I have the population size for a series of cities, across a number of years, and the population age
City | Year | Population age | Population size (for each age) |
London | 2008 | 1 | 100 |
London | 2008 | 2 | 140 |
London | 2008 | 3 | 98 |
London | 2009 | 1 | 102 |
London | 2009 | 2 | 130 |
London | 2009 | 3 | 99 |
London | 2010 | 2 | 118 |
Manchester | 2008 | 1 | 58 |
Manchester | 2008 | 3 | 60 |
Manchester | 2009 | 2 | 61 |
Manchester | 2009 | 3 | 55 |
Manchester | 2009 | 4 | 70 |
I would like to calculate the average age for each city, keeping into account the population size (i.e. weighted average).
E.g. if in a city in a year there are: 100 5yr old people and 100 3yr old people, the average population age will be 4yr old. However, it there are 100 5yr and 200 3yr old people, the average population age will be lower.

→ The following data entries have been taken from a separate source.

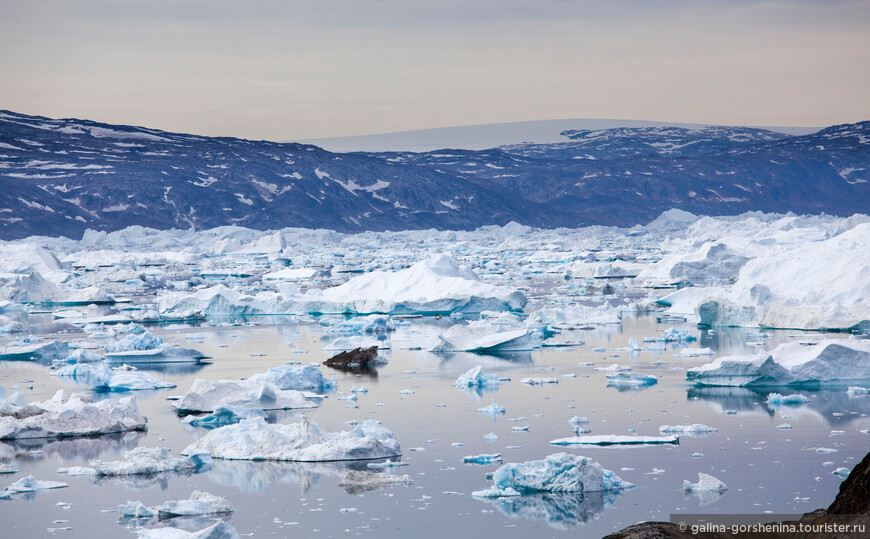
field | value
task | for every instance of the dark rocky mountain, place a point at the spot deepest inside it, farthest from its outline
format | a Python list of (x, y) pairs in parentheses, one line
[(61, 177)]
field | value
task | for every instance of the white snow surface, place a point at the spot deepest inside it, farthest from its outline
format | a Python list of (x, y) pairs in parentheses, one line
[(209, 395), (829, 362), (304, 441), (65, 417), (105, 378), (559, 472)]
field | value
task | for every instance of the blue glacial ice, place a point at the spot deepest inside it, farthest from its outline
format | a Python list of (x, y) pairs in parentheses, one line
[(304, 441), (559, 472)]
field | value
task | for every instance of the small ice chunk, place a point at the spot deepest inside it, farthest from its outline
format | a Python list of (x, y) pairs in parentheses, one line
[(796, 399), (494, 458), (29, 484)]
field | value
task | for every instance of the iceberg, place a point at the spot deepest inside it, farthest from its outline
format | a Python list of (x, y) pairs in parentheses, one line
[(494, 458), (209, 395), (830, 362), (34, 349), (298, 377), (796, 399), (223, 416), (482, 336), (435, 285), (355, 482), (141, 461), (136, 510), (814, 285), (64, 417), (616, 439), (559, 472), (695, 431), (493, 410), (199, 503), (221, 530), (254, 439), (146, 348), (29, 484), (102, 377), (706, 483), (474, 378), (539, 381)]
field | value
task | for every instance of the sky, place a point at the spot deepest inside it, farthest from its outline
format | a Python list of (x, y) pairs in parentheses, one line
[(299, 69)]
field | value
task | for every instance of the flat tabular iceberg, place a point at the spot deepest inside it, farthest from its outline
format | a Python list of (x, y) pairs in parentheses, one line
[(74, 416), (102, 377), (616, 439), (209, 395), (435, 285), (29, 484), (559, 472), (254, 439), (298, 377), (830, 362)]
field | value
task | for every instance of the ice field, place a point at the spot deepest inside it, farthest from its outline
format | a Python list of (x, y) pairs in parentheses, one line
[(526, 382)]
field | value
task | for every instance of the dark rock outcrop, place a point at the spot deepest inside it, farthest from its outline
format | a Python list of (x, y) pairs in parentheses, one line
[(851, 507), (356, 358)]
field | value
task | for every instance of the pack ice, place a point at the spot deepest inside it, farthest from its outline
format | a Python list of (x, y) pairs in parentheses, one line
[(62, 417), (559, 472), (141, 461), (304, 441), (209, 395), (102, 377), (829, 362), (147, 348)]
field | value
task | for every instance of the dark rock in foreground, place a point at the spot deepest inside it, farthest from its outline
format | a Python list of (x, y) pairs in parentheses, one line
[(356, 358), (848, 517)]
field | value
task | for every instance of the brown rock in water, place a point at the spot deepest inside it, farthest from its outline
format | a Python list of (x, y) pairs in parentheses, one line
[(358, 357), (850, 507)]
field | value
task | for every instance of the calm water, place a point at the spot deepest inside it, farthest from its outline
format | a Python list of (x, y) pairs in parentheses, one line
[(767, 469)]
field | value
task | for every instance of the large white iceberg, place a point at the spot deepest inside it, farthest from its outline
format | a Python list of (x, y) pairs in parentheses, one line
[(559, 472), (102, 377), (829, 362), (74, 416), (147, 348), (209, 395), (816, 285), (435, 285), (141, 461), (298, 377), (304, 441), (616, 439), (481, 336)]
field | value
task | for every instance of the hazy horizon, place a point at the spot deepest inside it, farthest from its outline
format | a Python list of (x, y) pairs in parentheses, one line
[(275, 71)]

I have tried to look at existing responses but I am totally lost 😞
Any help would be much appreciated, thank you in advance!
Solved! Go to Solution.
Weighted average can be computed like this:
AvgAge =
DIVIDE (
SUMX ( Table1, Table1[Age] * Table1[Size] ),
SUMX ( Table1, Table1[Size] )
)
Hi,
Here is another way. Create a calculated column formula
Numerator = Data[Population age]*Data[Population size]
Write this measure
Ratio = divide([numerator],SUM(Data[Population size]))
Hope this helps.
You'll need a SUM around the [numerator] in the Ratio.
Yes, that is correct.
Weighted average can be computed like this:
AvgAge =
DIVIDE (
SUMX ( Table1, Table1[Age] * Table1[Size] ),
SUMX ( Table1, Table1[Size] )
)
Thank you @AlexisOlson !
Would it be the same if I wrote:
AveAge = DIVIDE(SUMX (Table1, Table1[Age] * Table1[Size]), SUM(Table1[Size])) ?
I don't understand why you are using the SUMX within the DIVIDE function....
Thank you!
AvgAge = DIVIDE ( SUMX ( Table1, Table1[Age] * Table1[Size] ), SUMX ( Table1, Table1[Size] ) )
Yeah, it should be the same.
I kept the SUMX in the denominator only for aesthetic reasons to emphasize the parallel with the numerator.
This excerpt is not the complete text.